1 Ekim 2011 Cumartesi

"Bir Zamanlar Anadolu'da"

"Bir Zamanlar Anadolu'da"ya / Nuri bilge Ceylan
Komiser Naci, Arap Ali ve Doktor'a

bir kadın ile bir çocuk, güz mevsiminin bir kuşluk vaktinde han'a varmak için bekledikleri çeşmenin yanında kırmızı renkte eski bir ford dolmuşa bindiler. dükkanlar yeni yeni açılır, pazar yeni yeni kurulurken darbenin üzerinden bir ilkokul çocuğu mezun olacak kadar zaman geçmiştir. -belki biraz daha fazla- han meydanında bir büyükçe bina içinde üst katlarda buzlu camlı alümunyum çerçeveli kapının yanındaki banklara oturup beklediler. camlı kapıdan bir adam çıktı. kadının adını bağırdı. kadın içeri girerken çocuk aradan baktı: içeride bir masaydı görünen. içeri girmedi çocuk, çağırttı içerdi ki -belki savcı, belki hakimdi- yine girmedi. daktilo sesleri gelirken o annesiyle çıkışta lokantaya gideceğini, kadınların oturduğu arka bölümde somunla kuru fasulye yiyeceğini düşünüyordu. lokantanın arkasında orman işletmesinin motorlu testere ile  muntazam bir şekilde kestirip yığdırdığı tomruklara bakacaktı. dolmuşun kalkmasını bekledikleri kahvehanede videodan gösterilen bruce lee filmlerini izleyecek, sonra renkli naylon torbalarda meyveler, sebzeler ve siparişlerle dağlarına geri döneceklerdi.

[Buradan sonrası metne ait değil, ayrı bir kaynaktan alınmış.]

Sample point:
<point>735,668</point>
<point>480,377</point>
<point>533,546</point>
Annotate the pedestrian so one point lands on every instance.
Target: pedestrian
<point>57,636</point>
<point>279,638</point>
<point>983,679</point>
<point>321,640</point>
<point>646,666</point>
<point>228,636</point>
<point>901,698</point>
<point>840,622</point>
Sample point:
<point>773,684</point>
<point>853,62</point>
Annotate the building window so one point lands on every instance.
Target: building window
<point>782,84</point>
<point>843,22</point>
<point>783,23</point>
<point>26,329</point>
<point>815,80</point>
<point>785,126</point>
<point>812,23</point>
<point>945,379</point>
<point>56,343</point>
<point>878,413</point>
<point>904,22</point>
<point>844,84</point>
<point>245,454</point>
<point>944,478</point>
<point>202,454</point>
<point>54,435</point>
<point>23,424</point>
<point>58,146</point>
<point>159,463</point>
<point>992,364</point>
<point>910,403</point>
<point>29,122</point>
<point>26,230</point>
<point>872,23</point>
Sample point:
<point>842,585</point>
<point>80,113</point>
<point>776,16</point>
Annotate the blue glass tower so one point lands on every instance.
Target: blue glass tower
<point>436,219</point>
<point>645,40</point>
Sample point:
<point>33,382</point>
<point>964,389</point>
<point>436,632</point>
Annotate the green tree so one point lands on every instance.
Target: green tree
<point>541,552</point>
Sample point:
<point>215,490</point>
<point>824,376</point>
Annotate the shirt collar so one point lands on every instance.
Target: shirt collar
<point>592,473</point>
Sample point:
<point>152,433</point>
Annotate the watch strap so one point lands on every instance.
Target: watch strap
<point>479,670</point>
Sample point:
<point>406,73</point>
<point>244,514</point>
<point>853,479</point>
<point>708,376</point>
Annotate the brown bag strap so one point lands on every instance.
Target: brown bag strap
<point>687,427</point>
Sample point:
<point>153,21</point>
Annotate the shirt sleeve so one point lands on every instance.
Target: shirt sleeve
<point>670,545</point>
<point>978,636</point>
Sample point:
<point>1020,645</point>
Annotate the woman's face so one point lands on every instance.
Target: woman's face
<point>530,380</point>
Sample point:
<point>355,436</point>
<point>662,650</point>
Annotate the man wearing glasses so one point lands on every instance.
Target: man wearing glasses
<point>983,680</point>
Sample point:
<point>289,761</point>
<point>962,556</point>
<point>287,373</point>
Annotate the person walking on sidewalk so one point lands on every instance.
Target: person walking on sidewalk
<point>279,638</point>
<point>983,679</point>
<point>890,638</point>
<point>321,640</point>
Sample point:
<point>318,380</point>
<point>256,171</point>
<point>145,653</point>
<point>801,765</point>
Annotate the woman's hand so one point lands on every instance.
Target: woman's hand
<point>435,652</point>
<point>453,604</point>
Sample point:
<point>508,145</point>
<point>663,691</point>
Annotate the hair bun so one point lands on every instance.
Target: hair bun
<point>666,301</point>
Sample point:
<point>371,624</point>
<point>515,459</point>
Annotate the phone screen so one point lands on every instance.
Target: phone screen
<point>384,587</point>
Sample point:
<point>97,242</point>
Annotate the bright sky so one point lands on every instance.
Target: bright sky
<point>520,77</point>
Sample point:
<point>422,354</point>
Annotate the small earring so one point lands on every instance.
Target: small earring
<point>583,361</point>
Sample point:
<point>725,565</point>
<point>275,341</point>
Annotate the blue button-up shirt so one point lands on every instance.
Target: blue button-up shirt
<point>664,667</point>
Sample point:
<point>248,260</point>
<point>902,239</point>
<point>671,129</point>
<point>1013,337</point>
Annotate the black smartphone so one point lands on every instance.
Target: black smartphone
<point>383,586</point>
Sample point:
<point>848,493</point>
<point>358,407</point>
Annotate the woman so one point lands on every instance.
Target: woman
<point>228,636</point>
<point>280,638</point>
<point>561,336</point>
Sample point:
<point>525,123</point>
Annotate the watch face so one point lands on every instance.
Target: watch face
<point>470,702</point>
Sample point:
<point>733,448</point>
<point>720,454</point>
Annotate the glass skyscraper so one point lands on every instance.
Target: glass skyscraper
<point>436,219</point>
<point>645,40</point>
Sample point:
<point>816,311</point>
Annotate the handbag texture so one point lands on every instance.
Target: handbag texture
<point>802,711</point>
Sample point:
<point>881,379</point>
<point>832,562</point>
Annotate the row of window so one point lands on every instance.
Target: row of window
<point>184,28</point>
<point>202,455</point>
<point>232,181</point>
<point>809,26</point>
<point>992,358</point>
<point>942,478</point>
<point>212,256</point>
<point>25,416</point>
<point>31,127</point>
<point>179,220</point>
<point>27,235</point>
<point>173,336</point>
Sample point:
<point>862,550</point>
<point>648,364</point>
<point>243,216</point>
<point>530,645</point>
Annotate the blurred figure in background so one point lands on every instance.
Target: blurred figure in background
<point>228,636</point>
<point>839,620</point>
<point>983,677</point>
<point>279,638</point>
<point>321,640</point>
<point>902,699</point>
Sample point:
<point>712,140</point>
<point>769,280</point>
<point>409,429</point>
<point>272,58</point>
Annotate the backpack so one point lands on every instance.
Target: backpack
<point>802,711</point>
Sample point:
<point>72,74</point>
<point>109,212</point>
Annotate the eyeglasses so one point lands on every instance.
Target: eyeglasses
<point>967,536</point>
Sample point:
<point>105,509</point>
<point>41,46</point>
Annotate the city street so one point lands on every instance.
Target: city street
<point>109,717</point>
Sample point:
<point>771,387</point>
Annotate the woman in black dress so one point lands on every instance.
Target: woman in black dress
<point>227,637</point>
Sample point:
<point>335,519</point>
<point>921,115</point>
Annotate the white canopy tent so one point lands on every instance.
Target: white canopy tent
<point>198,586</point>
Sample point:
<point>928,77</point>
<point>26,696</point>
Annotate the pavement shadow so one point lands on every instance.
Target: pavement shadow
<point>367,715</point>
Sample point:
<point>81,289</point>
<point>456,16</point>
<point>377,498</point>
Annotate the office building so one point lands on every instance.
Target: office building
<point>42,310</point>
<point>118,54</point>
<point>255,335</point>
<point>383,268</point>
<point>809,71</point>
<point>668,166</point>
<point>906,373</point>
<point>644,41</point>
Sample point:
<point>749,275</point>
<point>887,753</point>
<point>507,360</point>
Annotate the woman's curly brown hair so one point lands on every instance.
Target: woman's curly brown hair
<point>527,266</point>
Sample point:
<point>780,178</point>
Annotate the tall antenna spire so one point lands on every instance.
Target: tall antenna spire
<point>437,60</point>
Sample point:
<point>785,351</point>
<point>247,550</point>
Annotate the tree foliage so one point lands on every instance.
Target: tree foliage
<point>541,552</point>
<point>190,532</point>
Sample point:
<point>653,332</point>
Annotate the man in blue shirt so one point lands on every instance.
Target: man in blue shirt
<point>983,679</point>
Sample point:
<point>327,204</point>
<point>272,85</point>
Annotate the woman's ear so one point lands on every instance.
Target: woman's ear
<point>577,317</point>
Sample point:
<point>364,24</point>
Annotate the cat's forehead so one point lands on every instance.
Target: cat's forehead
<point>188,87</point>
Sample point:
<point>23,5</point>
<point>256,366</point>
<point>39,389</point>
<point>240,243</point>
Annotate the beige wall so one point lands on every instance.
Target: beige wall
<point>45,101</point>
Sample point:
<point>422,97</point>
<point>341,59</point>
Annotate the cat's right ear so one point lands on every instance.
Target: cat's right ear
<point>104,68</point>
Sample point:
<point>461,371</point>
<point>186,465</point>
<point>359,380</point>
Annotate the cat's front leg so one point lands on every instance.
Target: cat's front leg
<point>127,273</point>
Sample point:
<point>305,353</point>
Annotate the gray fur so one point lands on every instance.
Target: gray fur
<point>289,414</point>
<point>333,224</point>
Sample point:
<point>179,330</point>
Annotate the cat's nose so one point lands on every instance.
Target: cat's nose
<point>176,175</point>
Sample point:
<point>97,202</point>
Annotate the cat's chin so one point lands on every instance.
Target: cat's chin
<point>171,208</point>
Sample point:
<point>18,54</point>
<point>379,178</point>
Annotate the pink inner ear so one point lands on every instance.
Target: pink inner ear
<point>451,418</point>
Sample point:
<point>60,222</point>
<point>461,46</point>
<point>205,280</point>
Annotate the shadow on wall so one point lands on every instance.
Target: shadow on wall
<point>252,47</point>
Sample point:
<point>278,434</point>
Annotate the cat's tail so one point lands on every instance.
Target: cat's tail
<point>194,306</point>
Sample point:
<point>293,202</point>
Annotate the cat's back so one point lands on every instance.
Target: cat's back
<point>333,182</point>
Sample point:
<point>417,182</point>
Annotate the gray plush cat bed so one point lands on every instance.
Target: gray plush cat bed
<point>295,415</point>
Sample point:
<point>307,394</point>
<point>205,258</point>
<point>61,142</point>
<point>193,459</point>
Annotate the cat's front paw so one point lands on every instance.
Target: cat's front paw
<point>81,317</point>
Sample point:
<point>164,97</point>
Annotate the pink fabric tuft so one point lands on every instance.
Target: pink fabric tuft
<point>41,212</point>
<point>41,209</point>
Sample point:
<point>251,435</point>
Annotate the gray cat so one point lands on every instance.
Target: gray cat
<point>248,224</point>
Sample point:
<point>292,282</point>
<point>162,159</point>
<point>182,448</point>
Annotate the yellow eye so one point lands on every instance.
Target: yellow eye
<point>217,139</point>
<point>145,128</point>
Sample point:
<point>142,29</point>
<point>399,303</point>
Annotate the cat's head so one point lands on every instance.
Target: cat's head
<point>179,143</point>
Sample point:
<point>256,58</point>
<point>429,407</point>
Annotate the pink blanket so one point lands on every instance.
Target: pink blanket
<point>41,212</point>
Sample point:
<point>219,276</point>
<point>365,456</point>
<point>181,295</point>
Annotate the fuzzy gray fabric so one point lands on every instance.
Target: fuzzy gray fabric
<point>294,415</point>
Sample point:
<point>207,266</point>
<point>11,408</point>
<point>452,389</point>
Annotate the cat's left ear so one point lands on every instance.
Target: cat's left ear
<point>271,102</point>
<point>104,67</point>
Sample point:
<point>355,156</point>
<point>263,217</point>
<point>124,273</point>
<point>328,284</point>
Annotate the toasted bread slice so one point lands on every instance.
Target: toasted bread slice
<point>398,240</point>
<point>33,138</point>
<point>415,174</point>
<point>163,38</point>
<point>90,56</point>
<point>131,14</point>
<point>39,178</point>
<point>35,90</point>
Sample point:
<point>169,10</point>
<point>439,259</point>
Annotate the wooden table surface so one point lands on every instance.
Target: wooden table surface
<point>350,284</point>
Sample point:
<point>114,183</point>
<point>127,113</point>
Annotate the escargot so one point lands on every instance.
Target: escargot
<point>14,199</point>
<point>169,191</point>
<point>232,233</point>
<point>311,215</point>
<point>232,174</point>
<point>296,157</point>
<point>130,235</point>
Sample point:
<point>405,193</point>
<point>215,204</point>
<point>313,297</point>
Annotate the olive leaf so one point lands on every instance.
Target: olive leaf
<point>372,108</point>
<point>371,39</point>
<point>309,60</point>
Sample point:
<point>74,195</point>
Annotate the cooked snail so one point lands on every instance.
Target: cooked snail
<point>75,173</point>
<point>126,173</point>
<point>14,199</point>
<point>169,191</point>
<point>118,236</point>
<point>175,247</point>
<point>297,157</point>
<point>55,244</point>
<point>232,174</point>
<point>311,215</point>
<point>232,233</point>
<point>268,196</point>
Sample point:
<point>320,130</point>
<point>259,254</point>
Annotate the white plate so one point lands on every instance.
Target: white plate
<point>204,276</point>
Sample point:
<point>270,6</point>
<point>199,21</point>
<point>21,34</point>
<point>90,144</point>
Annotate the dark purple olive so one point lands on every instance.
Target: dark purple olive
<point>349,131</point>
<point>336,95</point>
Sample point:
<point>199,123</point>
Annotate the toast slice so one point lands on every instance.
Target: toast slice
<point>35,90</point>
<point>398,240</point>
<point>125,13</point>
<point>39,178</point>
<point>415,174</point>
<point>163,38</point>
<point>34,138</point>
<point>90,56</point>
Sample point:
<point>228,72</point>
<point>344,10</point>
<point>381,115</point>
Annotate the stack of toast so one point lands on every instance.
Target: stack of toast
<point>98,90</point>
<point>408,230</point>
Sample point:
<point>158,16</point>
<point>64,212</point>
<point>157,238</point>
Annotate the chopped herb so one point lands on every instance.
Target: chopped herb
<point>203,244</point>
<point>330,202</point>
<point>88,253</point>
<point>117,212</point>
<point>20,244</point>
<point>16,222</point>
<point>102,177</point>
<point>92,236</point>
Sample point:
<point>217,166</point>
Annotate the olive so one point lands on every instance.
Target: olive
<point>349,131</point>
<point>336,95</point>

filim bittiğinde çocuğun hikayesi başlıyordu. hamamda gözlerinde yaş gelen Arap o hikayede neler olacağını biliyordu muhtemelen ve doktorla konuşmasında geçen iç diyaloğunda da o hikayenin özünü anlatıyordu.

Neşeli Hayat'da izlediğim rolüyle izlediklerim arasındaki en başarılı sinema oyunculuğunu çıkarmıştı Yılmaz Erdoğan, belki de sırf bu yüzden bu role seçildi ve rolünün hakkını yine fazlasıyla vermiş.